Book Review: Luster by Raven Leilani
Luster by Raven Leilani
Publisher: Farrar, Straus and Giroux
Publication Date: August 4, 2020
My rating: 5 of 5 stars
Publisher’s Description:
No one wants what no one wants.
And how do we even know what we want? How do we know we’re ready to take it?
Edie is stumbling her way through her twenties―sharing a subpar apartment in Bushwick, clocking in and out of her admin job, making a series of inappropriate sexual choices. She is also haltingly, fitfully giving heat and air to the art that simmers inside her. And then she meets Eric, a digital archivist with a family in New Jersey, including an autopsist wife who has agreed to an open marriage―with rules.

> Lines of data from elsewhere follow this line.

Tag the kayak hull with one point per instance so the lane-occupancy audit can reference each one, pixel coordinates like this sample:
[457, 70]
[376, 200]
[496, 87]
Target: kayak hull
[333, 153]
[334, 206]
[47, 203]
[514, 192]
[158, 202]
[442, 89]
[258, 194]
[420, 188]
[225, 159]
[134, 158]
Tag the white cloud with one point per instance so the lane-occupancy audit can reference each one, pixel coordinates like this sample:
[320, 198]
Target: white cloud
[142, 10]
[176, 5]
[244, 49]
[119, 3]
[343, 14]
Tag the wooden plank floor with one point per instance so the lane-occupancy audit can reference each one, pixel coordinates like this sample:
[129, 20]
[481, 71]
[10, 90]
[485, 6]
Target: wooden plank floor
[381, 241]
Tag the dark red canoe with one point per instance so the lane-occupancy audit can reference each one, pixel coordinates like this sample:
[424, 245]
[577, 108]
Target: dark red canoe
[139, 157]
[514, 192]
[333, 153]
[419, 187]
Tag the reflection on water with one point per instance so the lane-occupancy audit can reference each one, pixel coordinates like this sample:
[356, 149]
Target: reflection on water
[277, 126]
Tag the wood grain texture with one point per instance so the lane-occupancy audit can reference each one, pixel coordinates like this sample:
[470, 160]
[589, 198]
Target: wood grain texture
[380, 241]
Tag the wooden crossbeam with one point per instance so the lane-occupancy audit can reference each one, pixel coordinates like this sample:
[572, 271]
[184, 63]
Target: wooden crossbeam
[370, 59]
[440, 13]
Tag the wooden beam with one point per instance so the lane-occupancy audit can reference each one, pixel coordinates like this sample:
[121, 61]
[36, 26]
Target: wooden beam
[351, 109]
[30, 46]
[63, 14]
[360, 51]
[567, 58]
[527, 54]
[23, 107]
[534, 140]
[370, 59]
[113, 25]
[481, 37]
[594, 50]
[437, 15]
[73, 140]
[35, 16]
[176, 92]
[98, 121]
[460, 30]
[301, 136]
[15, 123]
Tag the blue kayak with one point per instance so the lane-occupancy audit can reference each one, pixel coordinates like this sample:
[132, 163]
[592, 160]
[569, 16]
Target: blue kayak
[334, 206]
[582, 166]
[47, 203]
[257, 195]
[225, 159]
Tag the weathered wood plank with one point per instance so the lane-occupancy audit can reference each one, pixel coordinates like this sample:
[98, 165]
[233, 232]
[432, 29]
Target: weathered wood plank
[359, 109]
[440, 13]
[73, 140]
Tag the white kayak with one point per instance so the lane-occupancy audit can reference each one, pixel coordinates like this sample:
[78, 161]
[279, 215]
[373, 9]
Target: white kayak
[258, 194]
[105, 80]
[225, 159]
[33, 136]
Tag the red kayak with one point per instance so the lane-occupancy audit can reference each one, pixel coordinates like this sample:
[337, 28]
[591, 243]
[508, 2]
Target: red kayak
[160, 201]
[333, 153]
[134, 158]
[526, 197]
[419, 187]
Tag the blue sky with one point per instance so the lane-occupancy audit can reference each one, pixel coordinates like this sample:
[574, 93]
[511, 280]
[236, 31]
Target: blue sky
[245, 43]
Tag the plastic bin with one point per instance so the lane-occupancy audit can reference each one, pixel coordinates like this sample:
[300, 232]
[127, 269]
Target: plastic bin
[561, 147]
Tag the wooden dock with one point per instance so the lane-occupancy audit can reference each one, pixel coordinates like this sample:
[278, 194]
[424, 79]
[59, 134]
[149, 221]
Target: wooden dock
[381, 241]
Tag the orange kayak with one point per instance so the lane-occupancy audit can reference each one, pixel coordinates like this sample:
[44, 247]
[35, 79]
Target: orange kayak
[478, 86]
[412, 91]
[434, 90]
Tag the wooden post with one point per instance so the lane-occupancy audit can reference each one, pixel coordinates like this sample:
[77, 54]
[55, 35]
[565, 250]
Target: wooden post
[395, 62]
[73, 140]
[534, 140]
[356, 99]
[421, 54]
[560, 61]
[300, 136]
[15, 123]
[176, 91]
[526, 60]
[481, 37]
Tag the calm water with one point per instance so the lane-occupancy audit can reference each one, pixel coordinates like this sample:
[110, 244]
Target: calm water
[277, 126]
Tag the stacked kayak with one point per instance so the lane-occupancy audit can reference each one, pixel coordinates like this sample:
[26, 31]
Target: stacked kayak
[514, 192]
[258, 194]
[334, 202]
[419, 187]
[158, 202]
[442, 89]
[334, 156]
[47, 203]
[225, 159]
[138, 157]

As if navigating the constantly shifting landscapes of contemporary sexual manners and racial politics weren’t hard enough, Edie finds herself unemployed and invited into Eric’s home―though not by Eric. She becomes a hesitant ally to his wife and a de facto role model to his adopted daughter. Edie may be the only Black woman young Akila knows.
Irresistibly unruly and strikingly beautiful, razor-sharp and slyly comic, sexually charged and utterly absorbing, Raven Leilani’s Luster is a portrait of a young woman trying to make sense of her life―her hunger, her anger―in a tumultuous era. It is also a haunting, aching description of how hard it is to believe in your own talent, and the unexpected influences that bring us into ourselves along the way.

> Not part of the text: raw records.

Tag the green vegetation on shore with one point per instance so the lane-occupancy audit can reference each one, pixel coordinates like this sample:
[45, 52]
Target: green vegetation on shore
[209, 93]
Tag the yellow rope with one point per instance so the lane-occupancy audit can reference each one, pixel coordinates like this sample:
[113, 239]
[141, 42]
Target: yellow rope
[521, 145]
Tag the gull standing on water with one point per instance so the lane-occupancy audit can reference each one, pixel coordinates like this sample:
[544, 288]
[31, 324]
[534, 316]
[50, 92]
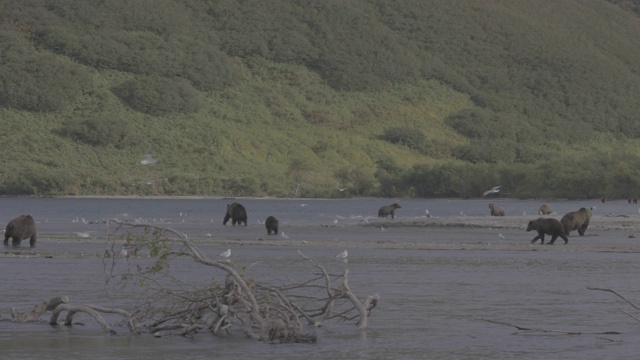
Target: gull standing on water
[495, 189]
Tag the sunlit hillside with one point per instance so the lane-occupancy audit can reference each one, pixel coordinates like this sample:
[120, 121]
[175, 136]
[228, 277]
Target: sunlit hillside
[301, 98]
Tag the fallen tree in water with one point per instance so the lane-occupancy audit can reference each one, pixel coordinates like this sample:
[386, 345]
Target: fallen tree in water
[143, 256]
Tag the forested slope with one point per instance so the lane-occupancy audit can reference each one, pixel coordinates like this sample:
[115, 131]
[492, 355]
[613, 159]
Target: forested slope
[299, 98]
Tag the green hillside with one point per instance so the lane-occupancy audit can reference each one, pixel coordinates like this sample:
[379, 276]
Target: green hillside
[299, 98]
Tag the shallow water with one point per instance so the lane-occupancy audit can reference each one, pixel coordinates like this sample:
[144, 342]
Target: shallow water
[434, 304]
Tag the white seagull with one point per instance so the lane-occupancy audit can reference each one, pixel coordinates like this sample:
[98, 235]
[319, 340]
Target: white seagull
[495, 189]
[148, 160]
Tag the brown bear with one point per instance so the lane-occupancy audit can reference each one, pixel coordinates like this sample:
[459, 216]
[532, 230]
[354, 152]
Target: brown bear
[545, 209]
[576, 220]
[547, 226]
[237, 213]
[272, 225]
[21, 228]
[496, 210]
[387, 210]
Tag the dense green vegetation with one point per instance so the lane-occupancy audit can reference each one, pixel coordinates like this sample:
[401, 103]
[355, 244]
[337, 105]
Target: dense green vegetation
[440, 98]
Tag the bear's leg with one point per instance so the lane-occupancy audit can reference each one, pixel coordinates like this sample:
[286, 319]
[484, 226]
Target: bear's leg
[539, 237]
[581, 230]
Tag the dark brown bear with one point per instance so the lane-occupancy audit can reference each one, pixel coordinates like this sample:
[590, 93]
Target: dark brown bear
[576, 220]
[496, 210]
[545, 209]
[272, 225]
[237, 213]
[547, 226]
[21, 228]
[387, 210]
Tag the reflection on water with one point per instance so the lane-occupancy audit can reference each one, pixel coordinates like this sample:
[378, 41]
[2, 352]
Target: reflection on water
[434, 304]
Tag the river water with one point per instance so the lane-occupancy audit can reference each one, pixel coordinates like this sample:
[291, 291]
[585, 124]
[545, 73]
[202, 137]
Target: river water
[435, 304]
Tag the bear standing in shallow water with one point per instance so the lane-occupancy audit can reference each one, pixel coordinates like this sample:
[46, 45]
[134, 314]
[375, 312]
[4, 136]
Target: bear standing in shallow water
[547, 226]
[387, 210]
[237, 213]
[496, 210]
[21, 228]
[576, 220]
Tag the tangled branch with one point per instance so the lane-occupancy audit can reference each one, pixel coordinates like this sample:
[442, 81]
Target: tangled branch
[275, 313]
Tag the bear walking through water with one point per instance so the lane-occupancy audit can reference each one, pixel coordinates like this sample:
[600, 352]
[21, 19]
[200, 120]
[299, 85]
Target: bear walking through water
[387, 210]
[21, 228]
[496, 210]
[577, 220]
[237, 213]
[547, 226]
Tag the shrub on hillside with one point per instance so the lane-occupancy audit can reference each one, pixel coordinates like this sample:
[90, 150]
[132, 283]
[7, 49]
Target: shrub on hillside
[34, 81]
[98, 131]
[406, 136]
[159, 96]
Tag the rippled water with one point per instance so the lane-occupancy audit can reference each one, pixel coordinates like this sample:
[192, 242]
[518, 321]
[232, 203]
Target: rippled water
[434, 304]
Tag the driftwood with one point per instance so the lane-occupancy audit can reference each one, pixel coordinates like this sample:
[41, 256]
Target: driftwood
[273, 313]
[565, 332]
[38, 310]
[282, 313]
[59, 304]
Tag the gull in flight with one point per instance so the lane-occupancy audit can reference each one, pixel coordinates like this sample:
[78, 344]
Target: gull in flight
[495, 189]
[148, 160]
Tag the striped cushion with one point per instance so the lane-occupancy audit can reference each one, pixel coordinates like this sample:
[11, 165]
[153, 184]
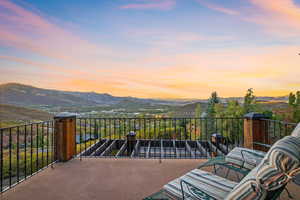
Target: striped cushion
[250, 160]
[272, 173]
[215, 186]
[296, 131]
[248, 188]
[282, 159]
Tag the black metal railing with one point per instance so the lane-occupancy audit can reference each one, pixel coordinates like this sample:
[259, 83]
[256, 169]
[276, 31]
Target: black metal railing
[24, 151]
[158, 137]
[274, 131]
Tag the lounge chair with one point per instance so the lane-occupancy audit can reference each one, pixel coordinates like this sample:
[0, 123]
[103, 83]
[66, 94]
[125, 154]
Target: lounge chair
[241, 160]
[266, 181]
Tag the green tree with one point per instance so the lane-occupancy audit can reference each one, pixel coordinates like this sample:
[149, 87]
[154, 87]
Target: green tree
[294, 103]
[292, 99]
[211, 113]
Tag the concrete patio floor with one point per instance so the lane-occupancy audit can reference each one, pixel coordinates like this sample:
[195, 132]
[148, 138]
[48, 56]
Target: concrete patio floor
[94, 178]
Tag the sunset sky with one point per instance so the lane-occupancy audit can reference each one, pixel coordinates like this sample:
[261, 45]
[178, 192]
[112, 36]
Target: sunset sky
[152, 48]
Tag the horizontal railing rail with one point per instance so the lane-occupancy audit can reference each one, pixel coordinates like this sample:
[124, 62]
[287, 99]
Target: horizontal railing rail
[166, 137]
[275, 130]
[24, 151]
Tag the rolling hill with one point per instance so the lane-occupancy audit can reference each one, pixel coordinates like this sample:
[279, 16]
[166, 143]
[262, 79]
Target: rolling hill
[16, 113]
[25, 95]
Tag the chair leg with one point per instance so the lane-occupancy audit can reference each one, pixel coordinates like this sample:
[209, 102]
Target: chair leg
[289, 194]
[227, 173]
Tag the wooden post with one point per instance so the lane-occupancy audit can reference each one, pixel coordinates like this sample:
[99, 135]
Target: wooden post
[65, 136]
[131, 140]
[255, 131]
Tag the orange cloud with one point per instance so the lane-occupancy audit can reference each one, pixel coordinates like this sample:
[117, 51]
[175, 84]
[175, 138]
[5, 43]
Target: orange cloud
[280, 17]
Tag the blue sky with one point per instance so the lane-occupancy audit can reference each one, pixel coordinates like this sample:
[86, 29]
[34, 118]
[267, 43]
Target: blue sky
[152, 48]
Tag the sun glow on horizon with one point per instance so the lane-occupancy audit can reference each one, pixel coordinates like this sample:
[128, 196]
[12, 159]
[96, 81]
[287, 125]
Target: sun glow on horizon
[109, 47]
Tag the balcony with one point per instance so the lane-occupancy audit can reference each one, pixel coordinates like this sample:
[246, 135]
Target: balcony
[110, 165]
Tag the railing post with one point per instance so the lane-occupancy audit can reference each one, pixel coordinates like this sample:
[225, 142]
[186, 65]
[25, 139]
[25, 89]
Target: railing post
[131, 140]
[65, 136]
[255, 131]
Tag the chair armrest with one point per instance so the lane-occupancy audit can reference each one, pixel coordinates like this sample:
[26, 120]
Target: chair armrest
[194, 192]
[251, 152]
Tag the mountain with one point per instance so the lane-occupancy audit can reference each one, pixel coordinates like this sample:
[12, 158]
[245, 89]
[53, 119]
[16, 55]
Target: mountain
[25, 95]
[13, 113]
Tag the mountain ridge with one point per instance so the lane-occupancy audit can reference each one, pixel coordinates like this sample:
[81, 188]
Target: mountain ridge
[26, 95]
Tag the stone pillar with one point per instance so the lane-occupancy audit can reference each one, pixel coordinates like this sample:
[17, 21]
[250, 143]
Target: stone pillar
[65, 136]
[255, 131]
[131, 140]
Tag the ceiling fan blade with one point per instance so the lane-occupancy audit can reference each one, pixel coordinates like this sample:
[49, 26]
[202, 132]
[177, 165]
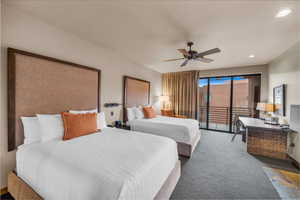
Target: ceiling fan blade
[205, 60]
[173, 59]
[211, 51]
[184, 63]
[184, 52]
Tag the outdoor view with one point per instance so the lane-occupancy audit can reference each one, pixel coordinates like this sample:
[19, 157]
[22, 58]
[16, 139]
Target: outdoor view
[223, 97]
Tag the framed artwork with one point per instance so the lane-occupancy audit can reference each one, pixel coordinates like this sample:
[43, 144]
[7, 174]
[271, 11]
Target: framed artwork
[279, 99]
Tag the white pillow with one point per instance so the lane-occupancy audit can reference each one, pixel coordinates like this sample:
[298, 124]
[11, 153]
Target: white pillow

I picked this book up because I heard that transracial adoption played a part in the plot and as a transracial adoptive parent, this intrigued me. Well, it does play a part but that is the only thing in it even remotely similar to my life!
Edie is a twenty-something Black woman living a bleak life full of meaningless, unfulfilling sexual encounters. Most of them have been with men at the publishing company where she works for the children’s imprint. Now she is dating Eric, a forty-something married white guy she met online. He and his wife have recently agreed to open their marriage and Edie is the first woman he’s dated since that decision. Due to unfortunate and slightly bizarre circumstances, Eric’s wife Rebecca ends up inviting Edie to move in, even though she doesn’t exactly like Edie. Eric and his wife (who is also white) have an adopted tween Black daughter named Akila. Edie somewhat unwillingly becomes a mentor to her because Akila has no other Black people in her life.
Edie, Eric and Rebecca are all deeply flawed to say the least. Their lives are mostly joyless. However, Edie narrates her life with the darkest humor that keeps this book from being hopelessly depressing. For instance:
“There are times I interact with kids and recall my abortion fondly, moments like this when I cross paths with a child who is clearly a drag.”
Or:
“The waitress tells us the specials in such a way that we know our sole responsibility as patrons in her section is to just go right ahead and f*ck ourselves.”
I loved this book’s humor and brutal honesty. It’s hard to believe that it’s Raven Leilani’s first novel. Highly recommended.